# Glue Up Survey: Tightbond III (Type III PVA Adhesive)



## Radish (Apr 11, 2007)

I'm gluing up an edge-grain cutting board today which has some Maple, Paduak, Purpleheart, White Oak and Walnut "tiles". All the surfaces are sanded to 80 grit (Look Ma, no P - as in not P80) with a drum sander.

Do any of you folks see any difficulty in using the Paduak and Tightbond III without a solvent wipedown, and if you advocate it's use (remembering that the end result will be a cutting board albeit with a diluted salad bowl finish), what solvent would you recommend.

-----------------------------------------------------------------------------------
-------- *•WARNING REPEATED DIDACTIC MATERIAL ABOUT SANDPAPER AHEAD• *---------
-----------------------------------------------------------------------------------

There are two standards for abrasive paper. The American system is the CAMI grading standard. CAMI stands for Coated Abrasives Manufacturers' Institute. The P designation is for the European standard, developed by the Federation of European Producers of Abrasives (FEPA). Above 220 grit there is a wider desparity between the two systems, with the FEPA standard being coarser than CAMI paper. The consistency of acceptable variation in size from the stated grit {the 80+/-} s tighter for FEPA standard than CAMI grit paper.


----------



## Radish (Apr 11, 2007)

I wanted to add that I could use Gorilla Glue, but I feel the beating wings of time and I want to ship one of the boards to California before Christmas and I think for production speed I wanted to use the PVA.


----------



## Caliper (Mar 12, 2007)

Hey Doug. Why not epoxy? After it is cured it's inert. Also, it won't give you any sanding issues because it's not affected by the heat of friction like Titebond (assuming you will do some power sanding).

I guess I should ask if you plan to put to use that beautiful plane Tom made for you first… That and a card scraper would make a FINE finish.

Just curious.


----------



## Grumpy (Nov 9, 2007)

Sorry Doug, I have not used Tightbond III on end grain. Isn't it more an outdoors water resistant glue. 
I probably would use an epoxy glue. The solvent is usually written on the product (perhaps Acetone but I am not sure). In any case I would ring the manufacturer regarding any food safe issues, but I guess a good wash with soapy water won't go astray after the glue sets. Regards Tony


----------



## rikkor (Oct 17, 2007)

I use Titebond III almost exclusively, but I haven't made anything that needs to be food-safe.

This comes from the Titebond website:

Titebond III Ultimate Wood Glue is the first one-part, water cleanup wood glue ever offered that is proven waterproof. The waterproof formula passes the ANSI/HPVA Type I water-resistance specification and offers superior bond strength, longer open assembly time and lower application temperature.

Titebond III is non-toxic, solvent free and cleans up with water - safer to use than traditional waterproof wood glues. It provides strong initial tack, sands easily without softening and *is FDA approved for indirect food contact (cutting boards).* The ultimate in wood glues - ideal for both interior and exterior applications.


----------



## che (May 18, 2007)

Epoxy doesn't solve the oily wood problem. You should still wipe down oily woods with alcohol (or acetone see below) before applying the epoxy. I have seen many problems with epoxy and freshly cut teak. I have heard of problems with acetone and epoxy, although I have not experienced any such problem and yes I do use an acetone wipe. I don't have the literature in front of me but acetone is a good solvent for one part of the epoxy but not the other so they may have rushed the epoxy and applied it before the acetone was completely evaporated. Incidentally alcohol is an excellent solvent for the other half of marine epoxies and nothing is a good solvent once it is mixed.

TBIII should be fine for a hand washed cutting board.
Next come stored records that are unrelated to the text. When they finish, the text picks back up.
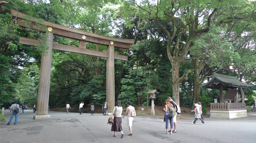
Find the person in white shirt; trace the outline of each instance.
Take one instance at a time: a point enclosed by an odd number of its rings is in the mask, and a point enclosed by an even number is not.
[[[2,108],[2,114],[3,115],[4,115],[4,112],[5,111],[5,107],[3,107]]]
[[[106,113],[107,112],[107,110],[108,110],[108,105],[107,105],[107,102],[105,102],[105,103],[102,106],[102,109],[103,110],[103,114],[105,114],[105,115],[106,116]]]
[[[67,105],[66,105],[66,109],[67,109],[67,114],[69,113],[69,112],[68,111],[68,110],[71,109],[70,106],[69,105],[69,103],[68,102]]]
[[[81,103],[80,103],[80,104],[79,105],[79,109],[81,109],[81,111],[80,111],[80,115],[82,114],[83,114],[83,111],[82,111],[83,110],[83,106],[84,106],[84,102],[81,102]]]

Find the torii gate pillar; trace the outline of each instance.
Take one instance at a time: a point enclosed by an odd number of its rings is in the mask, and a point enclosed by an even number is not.
[[[49,46],[49,48],[47,51],[44,51],[44,53],[42,53],[38,85],[36,115],[34,115],[33,119],[34,119],[51,118],[51,116],[48,115],[48,105],[50,90],[53,34],[50,32],[48,32],[47,33],[48,39],[47,41],[47,45]]]
[[[107,60],[107,103],[108,104],[107,112],[112,112],[115,107],[115,70],[114,46],[108,46],[108,55]]]

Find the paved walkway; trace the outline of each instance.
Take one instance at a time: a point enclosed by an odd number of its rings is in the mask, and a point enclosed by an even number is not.
[[[6,120],[11,113],[5,112]],[[128,135],[127,116],[122,124],[124,137],[118,132],[113,137],[111,125],[107,124],[110,116],[101,114],[49,111],[51,118],[33,119],[32,110],[20,114],[17,125],[0,124],[0,142],[12,143],[252,143],[255,142],[256,113],[232,119],[204,117],[205,124],[191,123],[194,116],[182,114],[184,119],[177,120],[177,133],[165,134],[163,117],[136,116],[133,123],[133,136]]]

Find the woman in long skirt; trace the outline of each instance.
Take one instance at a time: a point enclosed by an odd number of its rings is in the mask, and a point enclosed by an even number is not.
[[[115,115],[113,119],[114,124],[112,125],[112,126],[111,127],[111,131],[114,131],[114,133],[113,137],[116,136],[116,133],[117,132],[121,132],[122,133],[121,138],[122,138],[123,137],[123,129],[122,125],[122,111],[123,108],[121,106],[121,101],[118,100],[116,102],[116,106],[114,107],[112,113],[110,116],[110,118],[112,118],[112,116]],[[114,114],[115,111],[115,114]]]

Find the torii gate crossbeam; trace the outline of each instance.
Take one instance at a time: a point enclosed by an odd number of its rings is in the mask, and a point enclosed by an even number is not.
[[[107,58],[107,102],[110,110],[114,108],[115,106],[114,59],[128,60],[127,56],[114,53],[114,46],[118,48],[128,49],[131,45],[134,43],[134,40],[111,37],[70,28],[31,17],[12,9],[11,9],[11,14],[13,18],[17,18],[19,25],[25,27],[28,26],[32,29],[46,32],[46,34],[48,35],[48,39],[46,42],[49,48],[47,51],[44,51],[48,53],[47,55],[42,54],[37,109],[36,115],[34,115],[34,119],[51,118],[48,115],[48,108],[52,49]],[[28,25],[24,22],[24,20],[30,21],[31,23]],[[38,24],[40,26],[35,26]],[[53,41],[53,35],[79,40],[79,47],[59,44],[58,42]],[[40,44],[41,40],[20,37],[20,43],[35,46]],[[107,51],[102,52],[87,49],[85,49],[86,42],[107,46]]]

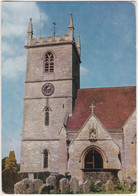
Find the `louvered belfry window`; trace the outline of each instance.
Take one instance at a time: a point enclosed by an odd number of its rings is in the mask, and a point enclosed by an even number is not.
[[[48,168],[48,151],[44,150],[44,168]]]
[[[51,52],[48,52],[45,55],[45,69],[46,73],[54,72],[54,55]]]
[[[49,109],[45,109],[45,126],[49,126]]]

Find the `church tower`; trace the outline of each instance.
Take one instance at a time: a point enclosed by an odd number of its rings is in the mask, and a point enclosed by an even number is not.
[[[62,171],[66,172],[66,146],[65,141],[60,143],[60,133],[80,88],[80,38],[76,43],[72,14],[63,38],[34,38],[32,19],[27,34],[20,172],[59,173],[61,159],[65,160]]]

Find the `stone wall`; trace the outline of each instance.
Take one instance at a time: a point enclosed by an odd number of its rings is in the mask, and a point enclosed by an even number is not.
[[[97,131],[96,140],[89,140],[92,127],[95,127]],[[121,168],[121,163],[118,159],[119,146],[96,117],[90,116],[76,138],[69,145],[68,171],[78,180],[83,181],[84,173],[81,169],[84,169],[85,156],[91,148],[98,150],[101,154],[104,169]]]
[[[136,111],[124,125],[123,140],[123,176],[136,181]]]

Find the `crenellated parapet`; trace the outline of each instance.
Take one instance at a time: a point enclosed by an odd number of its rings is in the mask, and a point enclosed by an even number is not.
[[[77,42],[74,40],[74,25],[73,25],[73,17],[72,14],[70,15],[69,19],[69,25],[68,25],[68,34],[63,35],[55,35],[53,36],[47,36],[47,37],[39,37],[39,38],[34,38],[33,37],[33,24],[32,24],[32,19],[30,18],[30,23],[28,27],[28,39],[27,39],[27,45],[25,48],[29,47],[37,47],[37,46],[42,46],[42,45],[49,45],[49,44],[62,44],[62,43],[75,43],[76,49],[78,51],[78,54],[80,56],[80,38],[78,37]]]
[[[48,43],[62,43],[65,41],[71,41],[69,39],[69,35],[63,35],[63,37],[61,35],[55,35],[55,38],[53,36],[47,36],[47,37],[39,37],[37,38],[31,38],[28,46],[33,46],[33,45],[37,45],[37,44],[48,44]]]

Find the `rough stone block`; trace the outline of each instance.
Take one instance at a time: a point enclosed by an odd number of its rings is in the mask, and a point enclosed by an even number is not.
[[[113,191],[114,190],[114,183],[112,180],[107,180],[106,184],[103,185],[103,189],[105,191]]]
[[[30,194],[33,193],[33,184],[29,178],[25,178],[14,185],[15,194]]]
[[[42,184],[39,188],[38,194],[49,194],[53,187],[50,185]]]
[[[59,181],[60,193],[66,194],[69,191],[69,180],[67,178],[62,178]]]
[[[57,190],[57,187],[56,187],[56,177],[55,176],[49,176],[46,179],[46,185],[47,186],[52,186],[53,187],[53,191]]]
[[[73,193],[79,192],[79,182],[75,177],[72,177],[70,180],[70,189],[72,189]]]
[[[40,179],[35,179],[32,181],[33,183],[33,192],[39,191],[40,186],[42,186],[43,181]]]

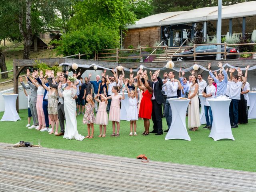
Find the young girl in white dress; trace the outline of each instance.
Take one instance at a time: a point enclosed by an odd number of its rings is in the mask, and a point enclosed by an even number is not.
[[[127,115],[128,118],[130,120],[130,128],[131,130],[131,132],[130,135],[132,136],[134,134],[135,136],[137,135],[136,133],[136,128],[137,124],[136,121],[138,120],[138,94],[137,92],[137,83],[134,82],[134,85],[135,87],[135,90],[131,90],[130,92],[127,86],[127,83],[125,82],[125,87],[127,90],[128,93],[128,97],[129,97],[129,108]],[[134,133],[132,133],[132,128],[134,129]]]
[[[98,96],[100,97],[100,100],[98,99]],[[96,118],[95,118],[96,124],[100,125],[100,135],[98,137],[106,137],[106,132],[107,130],[107,125],[108,124],[108,118],[106,110],[108,100],[104,96],[103,94],[98,94],[94,98],[94,99],[99,104],[98,112],[96,114]],[[104,129],[103,134],[102,126]]]

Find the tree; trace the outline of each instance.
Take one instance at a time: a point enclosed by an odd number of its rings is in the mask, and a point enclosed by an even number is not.
[[[69,12],[68,10],[76,0],[0,0],[0,24],[7,29],[0,35],[0,38],[20,38],[24,41],[23,58],[29,58],[33,39],[36,40],[39,33],[56,29],[56,21],[62,20],[62,26],[66,20],[60,19],[61,16]],[[59,11],[61,9],[61,11]],[[18,29],[18,30],[17,29]],[[12,34],[12,32],[15,35]],[[20,35],[18,35],[19,32]],[[34,41],[36,42],[36,41]]]
[[[152,0],[133,0],[131,3],[131,11],[136,15],[138,19],[150,16],[153,14]]]
[[[84,26],[63,34],[62,40],[54,42],[58,44],[58,54],[64,56],[87,54],[87,58],[94,56],[99,50],[115,48],[119,44],[119,33],[96,24]]]

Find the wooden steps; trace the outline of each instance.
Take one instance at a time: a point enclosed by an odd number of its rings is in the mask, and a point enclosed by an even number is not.
[[[0,143],[0,191],[256,191],[256,173]]]

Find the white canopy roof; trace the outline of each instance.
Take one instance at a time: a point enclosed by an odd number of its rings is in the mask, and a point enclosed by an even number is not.
[[[222,19],[256,15],[256,1],[222,6]],[[143,18],[135,24],[127,26],[128,29],[168,25],[216,20],[218,6],[199,8],[187,11],[160,13]]]

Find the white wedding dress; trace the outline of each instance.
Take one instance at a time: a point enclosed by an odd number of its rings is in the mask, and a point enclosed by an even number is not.
[[[73,88],[65,89],[62,92],[64,98],[64,111],[66,117],[65,133],[63,138],[75,139],[82,141],[84,137],[78,134],[77,131],[76,110],[76,101],[73,98],[76,93],[76,90]]]

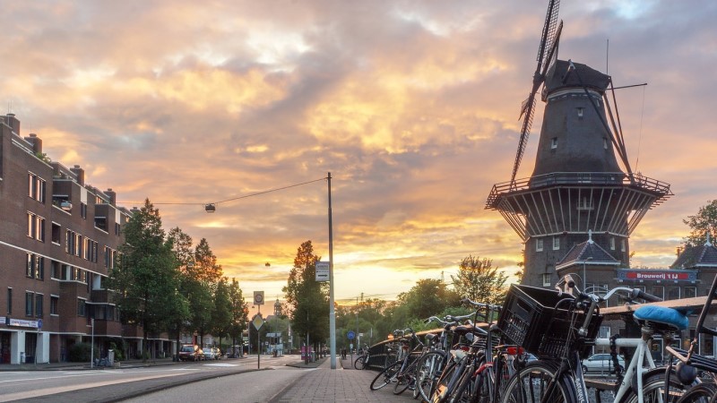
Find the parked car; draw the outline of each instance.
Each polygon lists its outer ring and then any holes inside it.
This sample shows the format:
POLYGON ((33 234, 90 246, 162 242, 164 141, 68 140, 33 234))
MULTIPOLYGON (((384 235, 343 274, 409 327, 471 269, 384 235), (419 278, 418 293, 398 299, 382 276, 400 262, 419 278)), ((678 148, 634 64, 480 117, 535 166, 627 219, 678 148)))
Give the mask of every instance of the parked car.
MULTIPOLYGON (((618 363, 620 367, 625 368, 625 358, 622 356, 618 356, 618 363)), ((612 356, 609 354, 594 354, 584 360, 583 360, 583 372, 589 371, 597 372, 609 372, 615 371, 615 364, 612 362, 612 356)))
POLYGON ((215 360, 217 359, 217 353, 214 351, 214 348, 212 347, 204 347, 204 359, 205 360, 215 360))
POLYGON ((179 348, 179 361, 200 361, 204 359, 204 352, 195 344, 186 344, 179 348))

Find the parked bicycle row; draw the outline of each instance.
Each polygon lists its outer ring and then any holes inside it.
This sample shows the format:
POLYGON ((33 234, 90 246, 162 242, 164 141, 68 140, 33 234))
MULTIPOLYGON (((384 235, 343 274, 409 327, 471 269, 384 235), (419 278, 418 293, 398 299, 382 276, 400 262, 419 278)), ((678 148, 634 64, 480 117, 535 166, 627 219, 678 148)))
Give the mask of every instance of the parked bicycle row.
POLYGON ((717 336, 704 326, 716 288, 717 279, 687 350, 669 345, 687 329, 688 309, 650 304, 661 300, 639 288, 581 290, 566 276, 555 290, 512 285, 503 306, 463 299, 474 313, 428 318, 432 331, 395 330, 382 349, 362 348, 354 365, 379 371, 371 390, 391 385, 427 402, 717 403, 717 360, 695 348, 700 334, 717 336), (616 295, 631 305, 639 337, 597 337, 600 306, 616 295), (651 354, 656 338, 669 346, 663 365, 651 354), (609 379, 585 379, 595 347, 609 348, 609 379))

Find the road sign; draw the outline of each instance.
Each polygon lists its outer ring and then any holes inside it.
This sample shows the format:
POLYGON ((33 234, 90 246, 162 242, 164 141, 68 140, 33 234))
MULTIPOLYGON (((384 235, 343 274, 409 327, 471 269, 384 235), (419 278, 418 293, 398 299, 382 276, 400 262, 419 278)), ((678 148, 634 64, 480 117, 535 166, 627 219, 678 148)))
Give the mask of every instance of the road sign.
POLYGON ((316 281, 329 280, 329 262, 316 262, 316 281))
POLYGON ((254 325, 254 328, 256 329, 257 330, 261 329, 262 325, 263 324, 263 319, 262 318, 262 315, 258 313, 254 315, 254 319, 252 319, 252 324, 254 325))
POLYGON ((263 291, 255 291, 254 292, 254 304, 255 305, 263 305, 263 291))

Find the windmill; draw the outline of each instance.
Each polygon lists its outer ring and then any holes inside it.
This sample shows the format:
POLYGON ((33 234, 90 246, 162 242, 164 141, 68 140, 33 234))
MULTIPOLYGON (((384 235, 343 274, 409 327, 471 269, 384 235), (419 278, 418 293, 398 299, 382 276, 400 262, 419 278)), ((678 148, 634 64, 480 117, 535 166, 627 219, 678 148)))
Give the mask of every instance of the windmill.
POLYGON ((532 85, 521 106, 511 179, 495 184, 486 202, 525 244, 523 281, 536 287, 554 284, 556 262, 591 232, 592 241, 626 266, 630 234, 672 194, 669 184, 632 172, 612 78, 557 58, 558 8, 559 0, 549 1, 532 85), (530 177, 518 179, 541 87, 545 110, 535 166, 530 177))

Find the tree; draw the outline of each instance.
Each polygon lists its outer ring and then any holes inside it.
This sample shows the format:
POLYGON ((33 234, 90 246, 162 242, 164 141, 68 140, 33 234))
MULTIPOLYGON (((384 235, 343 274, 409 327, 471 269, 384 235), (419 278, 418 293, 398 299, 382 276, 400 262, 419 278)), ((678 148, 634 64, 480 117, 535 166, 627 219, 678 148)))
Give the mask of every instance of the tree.
MULTIPOLYGON (((237 279, 232 279, 229 284, 229 304, 231 307, 231 324, 229 325, 229 337, 232 347, 244 346, 242 330, 246 323, 249 314, 248 304, 244 301, 244 296, 237 279)), ((248 334, 248 332, 247 332, 248 334)))
POLYGON ((109 272, 109 287, 117 291, 115 301, 123 321, 142 326, 143 346, 148 346, 149 333, 166 330, 184 309, 177 302, 178 270, 171 242, 165 239, 160 211, 149 199, 125 225, 119 250, 121 259, 109 272))
POLYGON ((212 311, 212 334, 219 338, 221 345, 221 338, 229 333, 229 327, 232 322, 231 301, 229 299, 229 286, 226 277, 221 278, 217 284, 214 292, 214 309, 212 311))
POLYGON ((702 206, 697 210, 697 214, 687 216, 682 222, 689 226, 690 234, 684 238, 685 245, 700 246, 707 241, 707 234, 710 239, 714 242, 717 236, 717 200, 713 200, 702 206))
POLYGON ((469 255, 461 261, 458 274, 451 275, 455 291, 462 297, 476 302, 501 304, 505 299, 505 281, 508 279, 493 261, 469 255))
POLYGON ((405 326, 411 319, 427 319, 448 306, 461 304, 461 296, 440 279, 435 279, 418 280, 410 290, 399 294, 398 300, 405 304, 408 313, 402 326, 405 326))
POLYGON ((174 334, 175 340, 177 341, 177 351, 175 354, 179 356, 180 340, 179 337, 182 330, 189 324, 189 320, 192 318, 192 301, 190 296, 191 290, 194 289, 193 279, 189 275, 189 268, 194 264, 194 251, 192 245, 192 237, 183 232, 178 227, 169 230, 167 236, 168 240, 171 243, 172 252, 174 253, 175 259, 177 263, 177 270, 179 270, 179 295, 182 296, 186 301, 186 314, 182 317, 174 319, 173 323, 169 325, 169 330, 174 334))
POLYGON ((296 333, 310 340, 324 340, 329 336, 328 284, 315 280, 316 262, 311 241, 301 244, 282 288, 292 309, 291 326, 296 333))
POLYGON ((192 325, 199 333, 200 345, 204 347, 204 335, 211 331, 212 312, 214 309, 214 293, 221 279, 221 266, 209 247, 206 238, 202 238, 194 248, 194 265, 188 268, 191 278, 190 302, 192 304, 192 325))

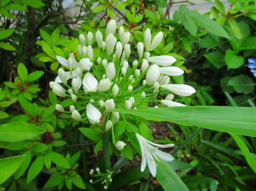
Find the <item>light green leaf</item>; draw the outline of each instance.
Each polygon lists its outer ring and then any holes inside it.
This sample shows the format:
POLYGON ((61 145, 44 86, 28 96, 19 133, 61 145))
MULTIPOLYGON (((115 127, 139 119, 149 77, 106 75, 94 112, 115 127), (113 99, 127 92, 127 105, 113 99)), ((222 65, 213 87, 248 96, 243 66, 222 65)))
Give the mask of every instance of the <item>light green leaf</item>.
POLYGON ((166 161, 162 161, 161 163, 158 163, 155 178, 165 191, 189 191, 181 178, 166 161))
POLYGON ((30 123, 9 123, 0 125, 0 140, 21 141, 31 139, 44 132, 43 130, 30 123))
POLYGON ((243 93, 245 94, 253 92, 255 89, 255 84, 251 78, 243 74, 231 78, 228 85, 232 86, 237 93, 243 93))
POLYGON ((254 108, 187 106, 115 109, 113 111, 157 118, 182 125, 194 125, 222 132, 256 136, 256 108, 254 108))
POLYGON ((0 185, 14 173, 23 161, 25 155, 0 159, 0 185))
POLYGON ((236 144, 243 153, 246 161, 252 170, 253 170, 253 171, 256 173, 256 161, 255 161, 255 159, 250 153, 248 147, 239 136, 234 134, 230 134, 232 135, 236 143, 236 144))

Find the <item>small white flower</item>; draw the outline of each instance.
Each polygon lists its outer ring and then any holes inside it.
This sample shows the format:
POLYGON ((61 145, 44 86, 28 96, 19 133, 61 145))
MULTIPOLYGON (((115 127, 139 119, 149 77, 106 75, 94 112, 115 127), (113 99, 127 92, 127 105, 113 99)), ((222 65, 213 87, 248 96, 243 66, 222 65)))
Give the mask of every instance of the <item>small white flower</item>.
POLYGON ((174 159, 174 158, 170 154, 160 151, 158 147, 168 148, 174 146, 174 144, 169 144, 162 145, 154 143, 147 140, 138 134, 136 134, 136 137, 140 144, 141 151, 142 161, 141 171, 144 172, 147 163, 148 163, 149 171, 152 176, 155 177, 156 174, 157 164, 156 161, 161 162, 161 159, 171 161, 174 159))
POLYGON ((75 110, 72 112, 71 117, 74 120, 78 121, 80 121, 82 120, 81 115, 80 115, 77 110, 75 110))
POLYGON ((115 68, 114 63, 108 63, 106 69, 106 74, 107 77, 109 78, 110 81, 112 81, 115 76, 115 68))
POLYGON ((105 102, 104 106, 107 111, 115 109, 115 104, 114 100, 113 99, 110 99, 107 100, 105 102))
POLYGON ((176 61, 176 59, 171 56, 157 56, 149 57, 148 61, 161 66, 169 66, 176 61))
POLYGON ((154 64, 149 67, 146 75, 147 84, 149 85, 154 85, 157 81, 160 76, 160 69, 159 66, 154 64))
POLYGON ((116 143, 115 143, 115 148, 116 148, 116 149, 118 150, 119 151, 121 151, 121 150, 123 149, 124 147, 124 146, 125 146, 126 144, 123 142, 123 141, 118 140, 117 142, 116 142, 116 143))
POLYGON ((99 123, 101 118, 101 113, 92 104, 88 103, 86 107, 86 115, 89 121, 92 124, 99 123))
POLYGON ((108 120, 105 126, 105 131, 107 131, 112 127, 113 123, 110 120, 108 120))
POLYGON ((115 32, 116 29, 116 22, 115 20, 110 20, 107 25, 106 27, 106 36, 107 36, 110 33, 112 33, 113 35, 115 32))
POLYGON ((56 110, 60 112, 65 112, 65 110, 62 107, 62 106, 61 104, 56 104, 55 106, 55 108, 56 108, 56 110))
POLYGON ((97 91, 98 81, 90 72, 86 73, 83 79, 83 85, 88 92, 94 92, 97 91))
POLYGON ((97 42, 98 46, 99 46, 100 48, 101 48, 103 38, 102 34, 101 34, 100 31, 98 31, 97 32, 96 32, 96 34, 95 35, 96 37, 96 41, 97 42))
POLYGON ((175 76, 182 75, 184 71, 177 67, 168 66, 161 67, 160 72, 167 76, 175 76))
POLYGON ((162 85, 161 87, 182 96, 189 96, 195 93, 195 89, 188 85, 167 84, 162 85))
POLYGON ((112 83, 109 80, 109 78, 102 79, 100 81, 100 83, 98 86, 98 91, 108 91, 110 88, 112 83))

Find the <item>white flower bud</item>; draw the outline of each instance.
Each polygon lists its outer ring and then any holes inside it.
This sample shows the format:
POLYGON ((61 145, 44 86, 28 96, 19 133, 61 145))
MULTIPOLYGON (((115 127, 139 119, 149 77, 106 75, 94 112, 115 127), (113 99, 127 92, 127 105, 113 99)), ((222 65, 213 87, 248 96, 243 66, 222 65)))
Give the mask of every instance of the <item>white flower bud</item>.
POLYGON ((97 91, 98 81, 90 72, 87 72, 84 76, 83 85, 87 92, 94 92, 97 91))
POLYGON ((144 50, 144 46, 143 43, 141 42, 139 42, 137 44, 137 50, 138 50, 138 55, 139 57, 140 58, 143 55, 143 51, 144 50))
POLYGON ((127 44, 124 45, 123 49, 124 50, 124 53, 125 53, 125 56, 127 57, 129 57, 130 56, 130 54, 131 54, 131 47, 130 46, 130 45, 127 44))
POLYGON ((76 102, 76 100, 77 99, 77 96, 73 94, 71 94, 70 96, 71 96, 71 99, 73 102, 75 103, 76 102))
POLYGON ((79 81, 76 78, 73 78, 71 82, 71 85, 74 93, 78 93, 79 89, 79 81))
POLYGON ((131 85, 130 85, 129 86, 128 86, 128 91, 129 92, 130 92, 133 90, 133 87, 131 85))
POLYGON ((108 22, 106 27, 106 36, 107 36, 110 33, 112 33, 113 35, 115 32, 116 29, 116 22, 115 20, 112 19, 108 22))
POLYGON ((173 98, 174 98, 174 96, 173 95, 173 94, 169 94, 165 97, 165 100, 168 100, 168 101, 173 101, 173 98))
POLYGON ((134 100, 134 97, 131 97, 129 98, 129 100, 132 102, 132 103, 133 104, 134 104, 134 103, 135 103, 135 100, 134 100))
POLYGON ((108 35, 106 38, 106 48, 108 55, 113 53, 116 43, 116 38, 112 33, 108 35))
POLYGON ((103 59, 102 60, 102 65, 104 67, 105 69, 107 68, 107 66, 108 66, 108 62, 107 61, 107 60, 106 59, 103 59))
POLYGON ((91 103, 88 103, 86 107, 86 115, 89 122, 92 124, 99 123, 101 118, 101 113, 91 103))
POLYGON ((55 108, 56 108, 56 110, 60 112, 65 112, 65 110, 62 107, 62 106, 61 104, 56 104, 55 106, 55 108))
POLYGON ((105 131, 107 131, 112 127, 113 123, 110 120, 108 120, 105 126, 105 131))
POLYGON ((101 101, 99 101, 99 102, 98 102, 98 103, 99 104, 99 105, 100 106, 100 107, 101 108, 103 108, 104 107, 104 105, 105 104, 105 103, 104 102, 104 101, 103 100, 101 100, 101 101))
POLYGON ((68 93, 69 94, 69 95, 71 95, 74 92, 73 92, 73 90, 72 89, 68 89, 67 90, 67 92, 68 92, 68 93))
POLYGON ((107 100, 105 102, 104 106, 107 111, 115 109, 115 104, 114 100, 113 99, 110 99, 107 100))
POLYGON ((94 51, 90 45, 87 47, 87 55, 91 60, 94 59, 94 51))
POLYGON ((121 26, 119 28, 119 39, 122 39, 124 34, 124 29, 122 26, 121 26))
POLYGON ((135 69, 135 76, 136 76, 136 77, 138 78, 141 75, 141 70, 139 69, 135 69))
POLYGON ((101 45, 101 49, 102 51, 105 51, 105 48, 106 47, 106 43, 105 41, 102 41, 102 45, 101 45))
POLYGON ((124 102, 124 104, 125 104, 126 109, 130 109, 133 106, 133 102, 130 100, 126 100, 124 102))
POLYGON ((117 43, 116 43, 115 49, 116 51, 116 56, 118 57, 120 57, 121 54, 122 54, 122 51, 123 50, 123 46, 120 42, 118 41, 117 43))
POLYGON ((124 46, 127 44, 130 40, 130 38, 131 37, 131 34, 129 32, 125 32, 123 34, 123 37, 121 40, 121 43, 122 45, 124 46))
POLYGON ((73 59, 72 57, 69 57, 67 59, 67 61, 68 62, 68 68, 69 69, 69 70, 70 71, 72 71, 72 69, 73 68, 73 64, 74 64, 73 59))
POLYGON ((153 39, 152 42, 150 44, 150 47, 149 47, 149 51, 153 51, 160 44, 163 38, 163 33, 162 32, 159 32, 155 36, 153 39))
POLYGON ((176 61, 176 59, 171 56, 157 56, 149 57, 148 61, 151 63, 156 64, 159 66, 169 66, 176 61))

I would use either acetone or alcohol and give it ample time to evaporate, neither one will harm the wood.

If you ever need to speed up epoxy cure times add heat. I use MAS slow for most of my boat projects which takes 2-3 DAYS to fully cure in my basement during the winter ~60F


----------



## Tangle (Jul 21, 2007)

If in doubt, wipe it down!! Ol' Tom's rule of thumb.


----------



## LeeJ (Jul 4, 2007)

I'm with Tom.

It only takes a second to wipe the wood off, either with acetone or alcohol, and will certainly do the trick.

Have fun, Douglas.

Lee


----------



## Radish (Apr 11, 2007)

Thanks!


----------



## Dorje (Jun 17, 2007)

So - what did you end up doing? The wipe down I assume?


----------



## USCJeff (Apr 6, 2007)

I've never had any problems with TB III, indoors or out. Epoxy should also get the job done if you have it on hand.


----------



## Radish (Apr 11, 2007)

Yup, I wiped down the paduak. If anyone has contemplated doing the mosaic end-grain cutting board as a Christmas present, you should have started last month. OMG, this is one time consuming project.
This was last weekend's labor.



First series of glue-ups done…


----------



## Tangle (Jul 21, 2007)

That looks like enough kindling to last you through January.


----------



## Chipncut (Aug 18, 2006)

I won't say anything about the glue you'll be using. I just wanted to say that it's going to be real pretty.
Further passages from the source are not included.